Question

To get 300 MW electric power for half an hour, how much mass is to be completely converted into energy?

• A. \( 6 \times 10^{-2} \, \text{kg} \)
• B. \( 3 \times 10^{-6} \, \text{kg} \)
• C. \( 6 \times 10^{-3} \, \text{kg} \)
• D. \( 6 \times 10^{-6} \, \text{kg} \)

Hint:

Always convert power into total energy using \( E = Pt \) before applying \( E = mc^2 \).

Answer 1

The Correct Option is D

Step 1: Write the relation between energy and mass.
Energy is related to mass by Einstein’s equation:
\[ E = mc^2 \]

Step 2: Write the given power.
\[ P = 300 \, \text{MW} = 300 \times 10^6 \, W \]

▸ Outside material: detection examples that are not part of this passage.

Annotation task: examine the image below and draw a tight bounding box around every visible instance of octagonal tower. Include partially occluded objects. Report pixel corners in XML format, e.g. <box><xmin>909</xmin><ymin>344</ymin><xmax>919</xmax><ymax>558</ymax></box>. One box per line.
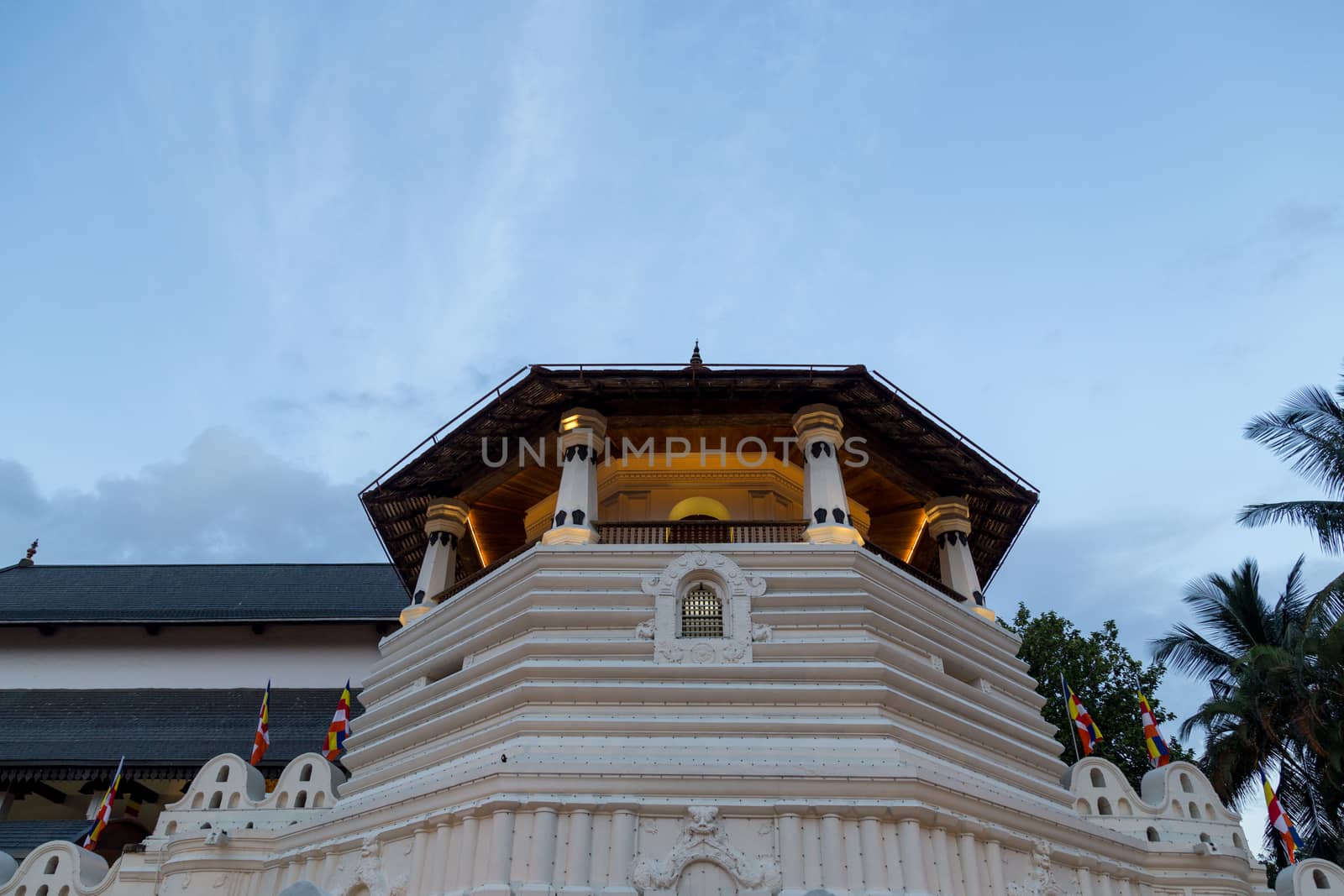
<box><xmin>0</xmin><ymin>354</ymin><xmax>1300</xmax><ymax>896</ymax></box>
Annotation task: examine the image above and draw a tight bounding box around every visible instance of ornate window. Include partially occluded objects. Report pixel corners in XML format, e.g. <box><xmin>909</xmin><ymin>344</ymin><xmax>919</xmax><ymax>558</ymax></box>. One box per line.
<box><xmin>680</xmin><ymin>582</ymin><xmax>723</xmax><ymax>638</ymax></box>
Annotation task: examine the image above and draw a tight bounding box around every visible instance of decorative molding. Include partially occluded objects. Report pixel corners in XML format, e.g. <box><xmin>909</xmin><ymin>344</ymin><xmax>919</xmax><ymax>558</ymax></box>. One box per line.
<box><xmin>630</xmin><ymin>806</ymin><xmax>782</xmax><ymax>896</ymax></box>
<box><xmin>1008</xmin><ymin>840</ymin><xmax>1062</xmax><ymax>896</ymax></box>
<box><xmin>634</xmin><ymin>551</ymin><xmax>771</xmax><ymax>665</ymax></box>
<box><xmin>336</xmin><ymin>836</ymin><xmax>410</xmax><ymax>896</ymax></box>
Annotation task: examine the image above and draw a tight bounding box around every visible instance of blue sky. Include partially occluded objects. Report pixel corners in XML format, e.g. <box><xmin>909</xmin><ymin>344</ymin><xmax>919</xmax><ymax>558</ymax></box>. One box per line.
<box><xmin>0</xmin><ymin>2</ymin><xmax>1344</xmax><ymax>832</ymax></box>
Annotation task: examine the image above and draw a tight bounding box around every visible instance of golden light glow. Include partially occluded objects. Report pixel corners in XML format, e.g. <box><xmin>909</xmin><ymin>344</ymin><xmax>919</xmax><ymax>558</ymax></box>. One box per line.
<box><xmin>906</xmin><ymin>513</ymin><xmax>929</xmax><ymax>563</ymax></box>
<box><xmin>668</xmin><ymin>495</ymin><xmax>731</xmax><ymax>520</ymax></box>
<box><xmin>466</xmin><ymin>511</ymin><xmax>491</xmax><ymax>567</ymax></box>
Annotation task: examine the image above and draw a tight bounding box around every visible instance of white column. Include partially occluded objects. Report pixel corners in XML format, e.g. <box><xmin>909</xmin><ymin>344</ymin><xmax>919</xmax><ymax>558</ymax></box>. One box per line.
<box><xmin>560</xmin><ymin>809</ymin><xmax>593</xmax><ymax>896</ymax></box>
<box><xmin>475</xmin><ymin>809</ymin><xmax>513</xmax><ymax>896</ymax></box>
<box><xmin>542</xmin><ymin>407</ymin><xmax>606</xmax><ymax>544</ymax></box>
<box><xmin>929</xmin><ymin>827</ymin><xmax>956</xmax><ymax>896</ymax></box>
<box><xmin>304</xmin><ymin>853</ymin><xmax>323</xmax><ymax>884</ymax></box>
<box><xmin>793</xmin><ymin>405</ymin><xmax>863</xmax><ymax>544</ymax></box>
<box><xmin>517</xmin><ymin>806</ymin><xmax>559</xmax><ymax>896</ymax></box>
<box><xmin>452</xmin><ymin>815</ymin><xmax>481</xmax><ymax>893</ymax></box>
<box><xmin>780</xmin><ymin>811</ymin><xmax>806</xmax><ymax>896</ymax></box>
<box><xmin>822</xmin><ymin>813</ymin><xmax>849</xmax><ymax>893</ymax></box>
<box><xmin>858</xmin><ymin>815</ymin><xmax>891</xmax><ymax>896</ymax></box>
<box><xmin>985</xmin><ymin>840</ymin><xmax>1008</xmax><ymax>896</ymax></box>
<box><xmin>925</xmin><ymin>497</ymin><xmax>995</xmax><ymax>621</ymax></box>
<box><xmin>957</xmin><ymin>834</ymin><xmax>981</xmax><ymax>896</ymax></box>
<box><xmin>896</xmin><ymin>818</ymin><xmax>929</xmax><ymax>896</ymax></box>
<box><xmin>435</xmin><ymin>818</ymin><xmax>454</xmax><ymax>896</ymax></box>
<box><xmin>406</xmin><ymin>827</ymin><xmax>433</xmax><ymax>893</ymax></box>
<box><xmin>402</xmin><ymin>498</ymin><xmax>468</xmax><ymax>626</ymax></box>
<box><xmin>602</xmin><ymin>809</ymin><xmax>636</xmax><ymax>896</ymax></box>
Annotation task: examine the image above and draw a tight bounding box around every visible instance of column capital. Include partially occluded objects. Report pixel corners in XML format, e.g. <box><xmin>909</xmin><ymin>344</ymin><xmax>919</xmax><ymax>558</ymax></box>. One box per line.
<box><xmin>560</xmin><ymin>407</ymin><xmax>606</xmax><ymax>441</ymax></box>
<box><xmin>925</xmin><ymin>497</ymin><xmax>970</xmax><ymax>538</ymax></box>
<box><xmin>425</xmin><ymin>498</ymin><xmax>470</xmax><ymax>537</ymax></box>
<box><xmin>791</xmin><ymin>405</ymin><xmax>844</xmax><ymax>446</ymax></box>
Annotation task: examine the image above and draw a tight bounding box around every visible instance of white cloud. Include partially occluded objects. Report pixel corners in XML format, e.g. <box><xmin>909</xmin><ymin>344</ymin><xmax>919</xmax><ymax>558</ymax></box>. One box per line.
<box><xmin>0</xmin><ymin>428</ymin><xmax>383</xmax><ymax>563</ymax></box>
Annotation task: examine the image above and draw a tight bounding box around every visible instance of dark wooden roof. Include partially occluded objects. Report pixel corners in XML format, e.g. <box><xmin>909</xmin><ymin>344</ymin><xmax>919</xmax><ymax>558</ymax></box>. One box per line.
<box><xmin>0</xmin><ymin>681</ymin><xmax>363</xmax><ymax>784</ymax></box>
<box><xmin>360</xmin><ymin>364</ymin><xmax>1037</xmax><ymax>587</ymax></box>
<box><xmin>0</xmin><ymin>563</ymin><xmax>406</xmax><ymax>625</ymax></box>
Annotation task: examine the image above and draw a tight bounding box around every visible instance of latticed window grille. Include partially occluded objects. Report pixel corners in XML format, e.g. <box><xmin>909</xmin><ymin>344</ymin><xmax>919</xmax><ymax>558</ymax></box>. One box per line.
<box><xmin>681</xmin><ymin>583</ymin><xmax>723</xmax><ymax>638</ymax></box>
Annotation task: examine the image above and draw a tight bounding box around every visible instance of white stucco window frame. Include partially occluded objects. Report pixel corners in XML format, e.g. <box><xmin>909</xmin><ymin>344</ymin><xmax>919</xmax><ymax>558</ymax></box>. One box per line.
<box><xmin>636</xmin><ymin>551</ymin><xmax>770</xmax><ymax>665</ymax></box>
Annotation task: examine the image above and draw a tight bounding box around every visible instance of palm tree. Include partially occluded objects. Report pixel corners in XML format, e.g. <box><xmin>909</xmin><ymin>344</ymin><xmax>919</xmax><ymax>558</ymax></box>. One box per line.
<box><xmin>1153</xmin><ymin>558</ymin><xmax>1344</xmax><ymax>858</ymax></box>
<box><xmin>1236</xmin><ymin>370</ymin><xmax>1344</xmax><ymax>553</ymax></box>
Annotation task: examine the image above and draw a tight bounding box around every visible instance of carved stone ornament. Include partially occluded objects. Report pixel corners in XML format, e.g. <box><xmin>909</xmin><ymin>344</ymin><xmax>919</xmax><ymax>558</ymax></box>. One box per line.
<box><xmin>630</xmin><ymin>806</ymin><xmax>781</xmax><ymax>896</ymax></box>
<box><xmin>1008</xmin><ymin>840</ymin><xmax>1060</xmax><ymax>896</ymax></box>
<box><xmin>336</xmin><ymin>837</ymin><xmax>410</xmax><ymax>896</ymax></box>
<box><xmin>634</xmin><ymin>551</ymin><xmax>770</xmax><ymax>663</ymax></box>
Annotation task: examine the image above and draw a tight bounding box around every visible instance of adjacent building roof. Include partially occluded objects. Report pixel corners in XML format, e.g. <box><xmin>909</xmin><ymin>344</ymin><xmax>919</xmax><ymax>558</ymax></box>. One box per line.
<box><xmin>0</xmin><ymin>563</ymin><xmax>406</xmax><ymax>623</ymax></box>
<box><xmin>0</xmin><ymin>818</ymin><xmax>92</xmax><ymax>853</ymax></box>
<box><xmin>0</xmin><ymin>683</ymin><xmax>361</xmax><ymax>784</ymax></box>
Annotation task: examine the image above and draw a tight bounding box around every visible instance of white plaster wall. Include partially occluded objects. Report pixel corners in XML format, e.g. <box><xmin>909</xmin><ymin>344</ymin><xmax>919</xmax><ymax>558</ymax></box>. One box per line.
<box><xmin>0</xmin><ymin>623</ymin><xmax>378</xmax><ymax>689</ymax></box>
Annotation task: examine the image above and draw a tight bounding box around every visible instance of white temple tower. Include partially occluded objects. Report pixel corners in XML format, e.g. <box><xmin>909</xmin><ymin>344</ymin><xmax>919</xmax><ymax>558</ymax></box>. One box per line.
<box><xmin>0</xmin><ymin>359</ymin><xmax>1344</xmax><ymax>896</ymax></box>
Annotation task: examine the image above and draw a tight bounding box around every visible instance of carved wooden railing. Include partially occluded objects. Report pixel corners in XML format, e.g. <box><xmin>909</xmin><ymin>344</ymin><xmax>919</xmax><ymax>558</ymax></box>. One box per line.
<box><xmin>596</xmin><ymin>520</ymin><xmax>808</xmax><ymax>544</ymax></box>
<box><xmin>863</xmin><ymin>542</ymin><xmax>966</xmax><ymax>603</ymax></box>
<box><xmin>430</xmin><ymin>520</ymin><xmax>966</xmax><ymax>603</ymax></box>
<box><xmin>428</xmin><ymin>538</ymin><xmax>542</xmax><ymax>603</ymax></box>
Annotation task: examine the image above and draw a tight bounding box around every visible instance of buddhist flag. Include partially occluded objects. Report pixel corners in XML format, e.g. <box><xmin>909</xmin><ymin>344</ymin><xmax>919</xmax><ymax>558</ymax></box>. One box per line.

Step 3: Convert time into seconds.
\[ t = 30 \, \text{minutes} = 1800 \, \text{s} \]

Step 4: Calculate total energy required.
\[ E = Pt \]
\[ E = 300 \times 10^6 \times 1800 \]
\[ E = 5.4 \times 10^{11} \, J \]

Step 5: Use Einstein’s equation to find mass.
\[ m = \frac{E}{c^2} \]

Step 6: Substitute the value of speed of light.
\[ c = 3 \times 10^8 \, \text{m/s} \]
\[ c^2 = 9 \times 10^{16} \]
\[ m = \frac{5.4 \times 10^{11}}{9 \times 10^{16}} \]

Step 7: Calculate final value.
\[ m = 0.6 \times 10^{-5} \]
\[ m = 6 \times 10^{-6} \, \text{kg} \]
Final Answer:
\[ \boxed{6 \times 10^{-6} \, \text{kg}} \]